W kontrze do polityków z ekipy Donalda Tuska, stanęła prawica.
"Widać, że mierzysz innych swoim poziomem i miarą. Mądrzy rodzice powinni wypisać swoje dzieci z tej głupoty" - tak do Lubnauer zwrócił się Marek Jakubiak z Wolnych Republikanów.
Widać, że mierzysz innych swoim poziomem i miarą.
— Marek Jakubiak 🇵🇱 (@jakubiak_marek) September 21, 2025
Mądrzy rodzice powinni wypisać swoje dzieci z tej głupoty.

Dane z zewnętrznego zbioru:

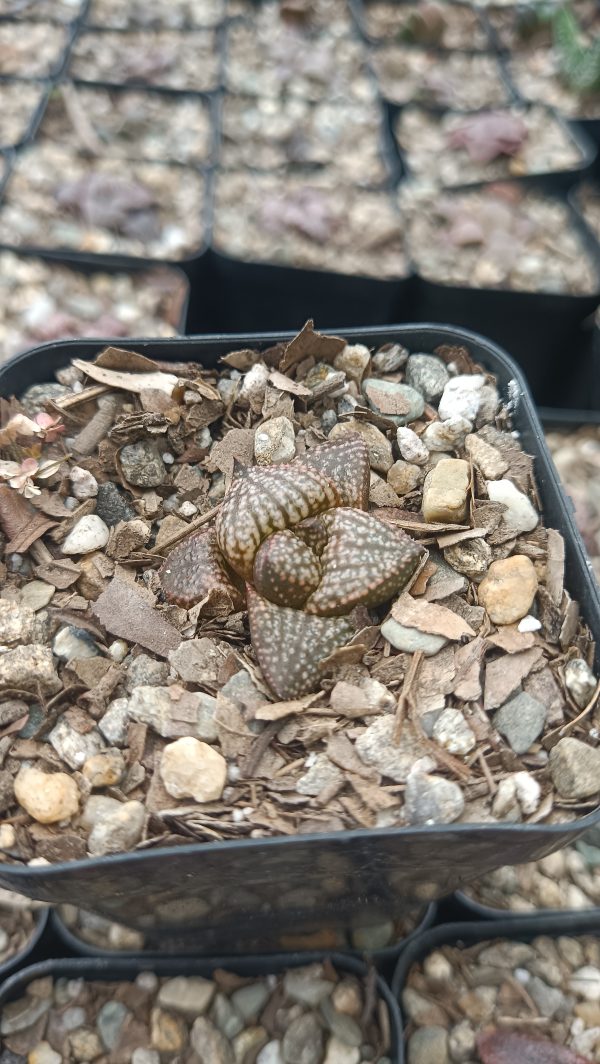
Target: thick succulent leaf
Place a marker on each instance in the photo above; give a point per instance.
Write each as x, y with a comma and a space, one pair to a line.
285, 569
290, 644
346, 462
194, 568
266, 499
365, 563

Na wpis Barbary Nowackiej zareagował poseł PiS, Jan Mosiński. "Mam wrażenie, że pani nie przeczytała dokładnie tego, co dla zmylenia rodziców nazywacie edukacją zdrowotną" - czytamy.
Mam wrażenie, że pani nie przeczytała dokładnie tego, co dla zmylenia rodziców nazywacie edukacją zdrowotną.
— Jan Mosiński (@MosinskiJan) September 20, 2025
Kazimierz Smoliński, poseł PiS przypomniał, że do 25 września można wypisać dzieci z edukacji zdrowotnej.
🚨 Edukacja zdrowotna? Wypisz swoje dziecko! 25 września już niedługo! 👇 pic.twitter.com/i9HqCoFoES
— Kazimierz Smoliński (@KaziSmolinski) September 20, 2025
Pojawia się także wiele komentarzy tego typu:
Koniec z lewicowa, szkodliwa agenda w polskich szkołach!
— Bartłomiej Paliwoda (@b_paliwoda) September 20, 2025
Brawo, Panie Prezydencie 👏
— Oskar Szafarowicz (@Szafarowicz2001) September 20, 2025
My postąpiliśmy tak samo. Szkoła to nie miejsce na lewackie ideologie.